Hekurari tenta descrever, de forma superficial, a dimensão da destruição que o garimpo vem provocando ao longo do tempo, mas, principalmente, nos últimos quatro anos, quando o governo Bolsonaro foi conivente e, em vários momentos, até incentivou a exploração dos garimpeiros na Terra Indígena Yanomâmi, em Roraima, ávidos pelo ouro e a cassiterita presentes na região, minerais altamente lucrativos. A mineração ilegal em TIs é histórica, mas tem uma trajetória ascendente a partir de 2016, quando Michel Temer assume a Presidência da República. Essa expansão se potencializa muito na gestão Bolsonaro, a partir das relações com lobistas e garimpeiros não apenas do ex-presidente, mas também de seus ministros e assessores mais próximos. Segundo o relatório Yanomâmi sob Ataque, o garimpo na TI Yanomâmi cresceu 3.350% de 2016 a 2020.

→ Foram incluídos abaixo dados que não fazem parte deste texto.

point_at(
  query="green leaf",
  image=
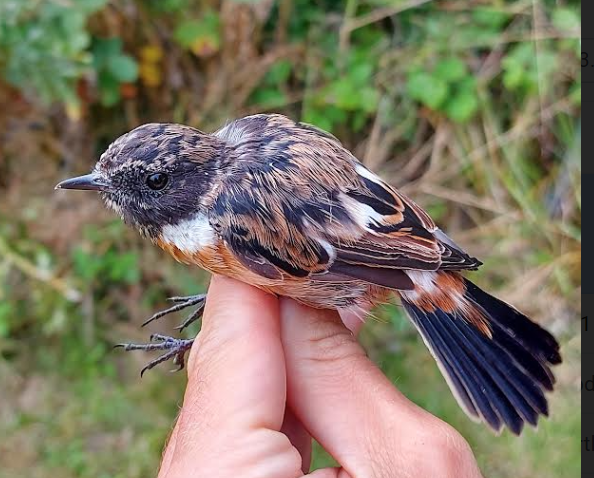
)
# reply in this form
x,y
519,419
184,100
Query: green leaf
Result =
x,y
566,19
123,68
104,49
427,89
279,72
450,70
268,97
462,106
490,17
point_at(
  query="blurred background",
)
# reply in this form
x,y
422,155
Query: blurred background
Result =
x,y
471,107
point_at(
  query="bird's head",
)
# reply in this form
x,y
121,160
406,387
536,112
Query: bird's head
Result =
x,y
155,175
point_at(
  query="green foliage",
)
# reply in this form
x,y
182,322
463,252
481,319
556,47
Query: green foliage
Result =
x,y
113,265
200,36
113,67
44,45
463,92
448,88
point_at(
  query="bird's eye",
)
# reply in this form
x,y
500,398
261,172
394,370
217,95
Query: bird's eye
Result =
x,y
157,181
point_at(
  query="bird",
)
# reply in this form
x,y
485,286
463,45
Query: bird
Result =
x,y
284,206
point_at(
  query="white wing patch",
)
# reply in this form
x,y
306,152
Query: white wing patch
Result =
x,y
191,235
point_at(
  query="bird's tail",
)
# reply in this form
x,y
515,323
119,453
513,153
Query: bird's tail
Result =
x,y
496,361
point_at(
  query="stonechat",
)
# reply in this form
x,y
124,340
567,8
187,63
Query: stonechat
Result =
x,y
283,206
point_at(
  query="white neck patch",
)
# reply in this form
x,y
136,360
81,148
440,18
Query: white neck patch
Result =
x,y
190,235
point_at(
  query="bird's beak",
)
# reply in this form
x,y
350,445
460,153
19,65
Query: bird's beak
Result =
x,y
88,182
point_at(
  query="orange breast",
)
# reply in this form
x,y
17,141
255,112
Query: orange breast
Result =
x,y
219,259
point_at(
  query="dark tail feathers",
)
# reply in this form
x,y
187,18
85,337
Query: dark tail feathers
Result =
x,y
499,379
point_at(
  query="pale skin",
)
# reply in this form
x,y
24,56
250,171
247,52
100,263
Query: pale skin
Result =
x,y
266,374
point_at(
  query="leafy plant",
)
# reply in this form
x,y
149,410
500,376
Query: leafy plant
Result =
x,y
44,46
113,68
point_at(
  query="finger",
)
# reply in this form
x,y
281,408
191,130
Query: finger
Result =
x,y
353,320
236,372
299,438
329,473
169,451
349,406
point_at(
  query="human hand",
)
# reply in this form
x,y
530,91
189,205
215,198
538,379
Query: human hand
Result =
x,y
265,375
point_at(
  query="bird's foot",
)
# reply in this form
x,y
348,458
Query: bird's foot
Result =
x,y
180,304
174,349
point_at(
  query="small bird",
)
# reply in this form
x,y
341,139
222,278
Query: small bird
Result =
x,y
283,206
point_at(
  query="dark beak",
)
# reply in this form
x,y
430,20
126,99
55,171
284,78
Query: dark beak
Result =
x,y
88,182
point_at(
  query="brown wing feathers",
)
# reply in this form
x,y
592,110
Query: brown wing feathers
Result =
x,y
296,202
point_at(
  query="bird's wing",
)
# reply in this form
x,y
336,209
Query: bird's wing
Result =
x,y
302,205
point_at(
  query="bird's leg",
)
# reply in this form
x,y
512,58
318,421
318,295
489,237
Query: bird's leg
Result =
x,y
174,349
180,304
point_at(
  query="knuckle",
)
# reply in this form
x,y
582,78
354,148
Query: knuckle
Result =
x,y
331,343
451,453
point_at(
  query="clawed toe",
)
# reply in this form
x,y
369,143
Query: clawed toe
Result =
x,y
175,349
180,304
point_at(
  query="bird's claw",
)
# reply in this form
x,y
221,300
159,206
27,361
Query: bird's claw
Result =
x,y
180,304
174,349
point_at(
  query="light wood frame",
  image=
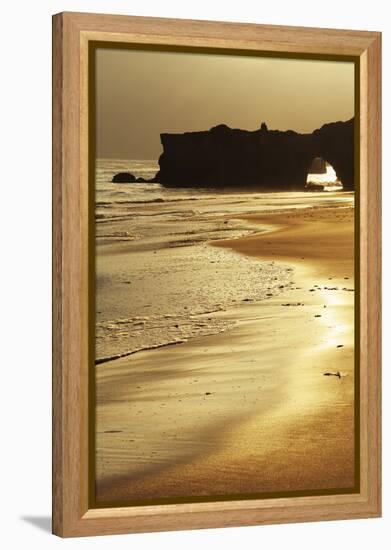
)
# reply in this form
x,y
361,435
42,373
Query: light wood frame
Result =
x,y
71,34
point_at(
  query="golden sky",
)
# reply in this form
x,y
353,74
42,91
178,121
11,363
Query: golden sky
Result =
x,y
140,94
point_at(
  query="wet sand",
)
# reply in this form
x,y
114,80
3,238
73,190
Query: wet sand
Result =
x,y
249,410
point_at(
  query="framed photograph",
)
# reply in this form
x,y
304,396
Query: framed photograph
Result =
x,y
216,268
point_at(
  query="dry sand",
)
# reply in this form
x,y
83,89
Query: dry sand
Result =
x,y
248,410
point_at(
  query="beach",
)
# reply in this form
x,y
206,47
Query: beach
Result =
x,y
243,381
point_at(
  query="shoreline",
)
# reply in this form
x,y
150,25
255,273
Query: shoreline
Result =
x,y
213,394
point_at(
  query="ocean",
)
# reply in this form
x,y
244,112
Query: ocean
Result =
x,y
158,279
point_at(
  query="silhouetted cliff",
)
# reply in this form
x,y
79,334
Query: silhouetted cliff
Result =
x,y
267,159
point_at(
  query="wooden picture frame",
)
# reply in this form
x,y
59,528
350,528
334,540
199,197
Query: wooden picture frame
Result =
x,y
72,32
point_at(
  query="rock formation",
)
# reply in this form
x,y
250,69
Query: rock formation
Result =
x,y
263,159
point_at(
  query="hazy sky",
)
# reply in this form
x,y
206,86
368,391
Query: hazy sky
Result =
x,y
141,94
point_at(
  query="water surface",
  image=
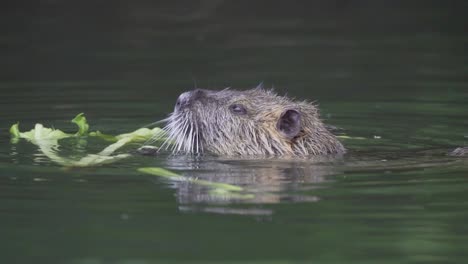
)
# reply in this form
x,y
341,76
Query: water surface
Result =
x,y
393,74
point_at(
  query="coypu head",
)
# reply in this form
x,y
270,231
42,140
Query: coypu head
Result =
x,y
252,122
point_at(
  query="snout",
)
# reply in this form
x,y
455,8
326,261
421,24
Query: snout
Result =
x,y
186,99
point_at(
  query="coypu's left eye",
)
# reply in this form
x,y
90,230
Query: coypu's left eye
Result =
x,y
238,109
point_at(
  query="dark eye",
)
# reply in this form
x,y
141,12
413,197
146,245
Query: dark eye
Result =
x,y
238,109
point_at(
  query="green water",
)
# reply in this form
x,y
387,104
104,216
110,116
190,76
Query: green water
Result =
x,y
393,74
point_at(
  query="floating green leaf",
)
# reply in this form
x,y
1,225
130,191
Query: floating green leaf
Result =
x,y
47,140
80,121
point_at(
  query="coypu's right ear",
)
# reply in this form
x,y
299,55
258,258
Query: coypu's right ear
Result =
x,y
289,123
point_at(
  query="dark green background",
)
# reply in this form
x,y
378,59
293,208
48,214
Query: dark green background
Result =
x,y
393,72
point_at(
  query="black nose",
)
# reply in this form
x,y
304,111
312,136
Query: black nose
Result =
x,y
187,98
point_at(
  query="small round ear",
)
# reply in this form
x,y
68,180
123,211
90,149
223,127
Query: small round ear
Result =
x,y
289,123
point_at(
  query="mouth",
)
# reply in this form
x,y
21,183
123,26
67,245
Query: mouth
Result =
x,y
183,134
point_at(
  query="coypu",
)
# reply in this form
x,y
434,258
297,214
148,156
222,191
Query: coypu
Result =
x,y
247,123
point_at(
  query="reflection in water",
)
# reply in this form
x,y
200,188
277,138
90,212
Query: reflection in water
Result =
x,y
263,181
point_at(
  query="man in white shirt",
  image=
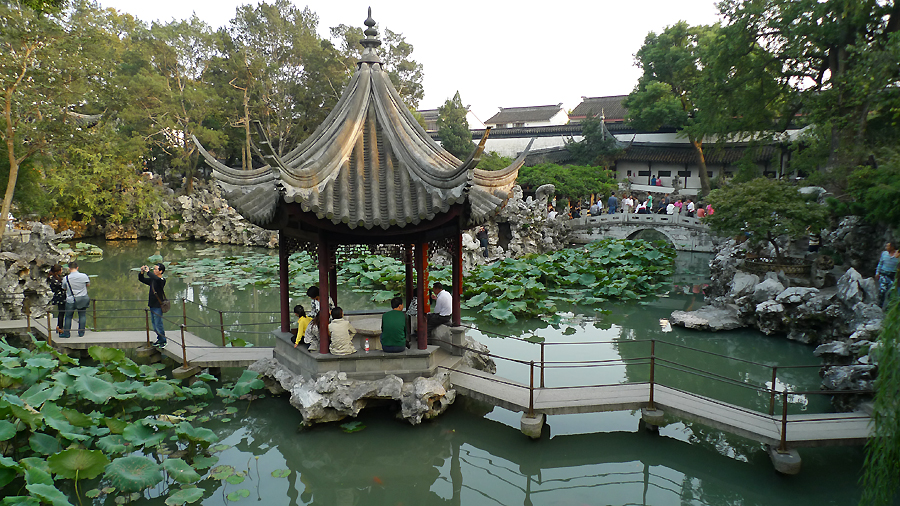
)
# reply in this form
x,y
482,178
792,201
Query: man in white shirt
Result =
x,y
440,313
75,285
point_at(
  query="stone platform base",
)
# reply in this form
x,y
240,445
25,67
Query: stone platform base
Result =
x,y
363,365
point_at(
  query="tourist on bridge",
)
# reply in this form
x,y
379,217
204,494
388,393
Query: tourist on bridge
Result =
x,y
440,314
157,295
393,328
76,284
54,279
342,332
885,272
302,323
482,237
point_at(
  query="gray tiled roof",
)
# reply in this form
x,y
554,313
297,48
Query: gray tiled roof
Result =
x,y
611,107
369,164
524,114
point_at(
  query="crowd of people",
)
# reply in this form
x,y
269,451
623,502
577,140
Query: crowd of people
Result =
x,y
630,203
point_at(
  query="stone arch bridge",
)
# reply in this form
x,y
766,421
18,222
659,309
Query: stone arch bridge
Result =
x,y
686,234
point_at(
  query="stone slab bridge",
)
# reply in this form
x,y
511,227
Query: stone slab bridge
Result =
x,y
686,234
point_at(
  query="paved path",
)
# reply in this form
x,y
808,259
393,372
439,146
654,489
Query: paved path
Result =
x,y
802,430
199,351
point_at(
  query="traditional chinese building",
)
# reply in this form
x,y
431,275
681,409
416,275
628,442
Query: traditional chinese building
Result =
x,y
368,180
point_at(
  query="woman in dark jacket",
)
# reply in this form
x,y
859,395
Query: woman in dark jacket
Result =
x,y
59,295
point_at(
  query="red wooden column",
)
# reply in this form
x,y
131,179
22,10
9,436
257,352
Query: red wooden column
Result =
x,y
283,282
421,259
324,268
456,317
332,283
408,263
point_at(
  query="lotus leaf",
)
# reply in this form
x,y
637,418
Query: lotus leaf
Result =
x,y
36,475
115,425
43,392
95,389
133,474
20,501
235,479
7,430
78,463
43,444
41,363
113,443
184,496
237,495
48,494
103,354
157,391
221,472
205,462
180,471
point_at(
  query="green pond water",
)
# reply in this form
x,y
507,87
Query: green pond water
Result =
x,y
474,454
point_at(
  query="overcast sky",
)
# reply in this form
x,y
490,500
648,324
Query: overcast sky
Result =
x,y
495,53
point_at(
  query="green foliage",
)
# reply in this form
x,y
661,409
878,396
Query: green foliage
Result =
x,y
95,422
453,128
881,475
765,209
572,181
598,147
492,161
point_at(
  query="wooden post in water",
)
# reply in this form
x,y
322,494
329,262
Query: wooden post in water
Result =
x,y
772,397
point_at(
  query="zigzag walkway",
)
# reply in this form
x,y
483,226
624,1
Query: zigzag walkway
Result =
x,y
198,351
806,430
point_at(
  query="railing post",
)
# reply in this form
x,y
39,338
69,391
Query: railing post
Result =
x,y
531,393
183,349
542,365
650,404
772,397
782,448
222,326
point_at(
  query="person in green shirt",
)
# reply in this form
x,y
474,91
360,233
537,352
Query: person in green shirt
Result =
x,y
393,328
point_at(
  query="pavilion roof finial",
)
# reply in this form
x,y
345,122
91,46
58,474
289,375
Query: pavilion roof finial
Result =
x,y
371,42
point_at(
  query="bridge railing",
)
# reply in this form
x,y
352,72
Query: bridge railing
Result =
x,y
655,361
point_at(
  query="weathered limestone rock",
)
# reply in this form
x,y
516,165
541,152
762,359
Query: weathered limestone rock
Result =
x,y
743,284
332,396
708,318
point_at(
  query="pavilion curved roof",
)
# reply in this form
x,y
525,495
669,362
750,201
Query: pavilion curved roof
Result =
x,y
369,164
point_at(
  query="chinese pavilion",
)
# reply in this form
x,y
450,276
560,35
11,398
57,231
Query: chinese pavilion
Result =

A área degradada pela mineração cresceu 3.350% de 2016 a 2020, revela relatório

Em 2022, de acordo com um levantamento realizado pela Hutukara Associação Yanomâmi, o garimpo ilegal nessa TI cresceu 54%, acompanhado de uma devastação florestal sem precedentes, ultrapassando mais de 1,2 mil hectares só em 2018, aumento de mais de 300% se comparado ao ano anterior. “O garimpo se industrializou nos últimos dez anos. Entrou maquinário pesado, é muito dinheiro, cada máquina dessas custa 500 mil, até 1 milhão de reais. Os grandes empresários entraram no negócio. Estamos falando de uma rede que inclui grilagem, desmatamento, destruição de rios, crime organizado, facções criminosas que usam o garimpo para lavar dinheiro, como é o caso em Roraima. É um convite quase irresistível, é muito fácil você usar a fragilidade da cadeia do ouro para lavar dinheiro, além do ganho econômico imediato”, explica Maurício Ângelo, pesquisador e diretor do Observatório da Mineração.

Segundo Ângelo, ao menos metade do ouro exportado do Brasil é de origem ilegal e tem como principais destinos a Suíça, o Canadá e países da União Europeia. “Historicamente, o lobby mineral sempre foi muito próximo dos governos, seja ele qual for, independentemente de partido. Mas, nos últimos quatro anos, o lobby do garimpo esteve muitíssimo próximo de Bolsonaro, do vice Hamilton Mourão e do ministro Ricardo Salles. E a prova disso são as várias reuniões que esses lobistas participaram em Brasília, nos vários gabinetes do governo anterior”, ressalta o pesquisador, lembrando que muitas associações de garimpeiros usam brechas existentes nas regras impostas pela Agência Nacional da Mineração (ANM) para conseguir a liberação para explorar as terras indígenas.

O delegado Alexandre Saraiva usa o conceito de “omissão dolosa” para explicar a participação do governo Bolsonaro na crise humanitária – Imagem: TV Cultura

Dados publicados, em novembro de 2021, pela Amazon Watch e Articulação dos Povos Indígenas, conhecida pela sigla Apib, mostram que quase 2,5 mil requerimentos minerários ativos, envolvendo 570 empresas, estão sobrepostos a 261 áreas demarcadas, o equivalente a mais de 100 mil quilômetros de extensão, uma área superior à da Coreia do Sul. Os números fazem parte do relatório Cumplicidade na Destruição IV, a revelar ainda a relação das empresas que constam na ANM e financiam a corrida pelos recursos minerais nas TIs, entre elas a Vale, a Anglo American Níquel Brasil Ltda, a Minsur e outras (gráfico à pág. 17).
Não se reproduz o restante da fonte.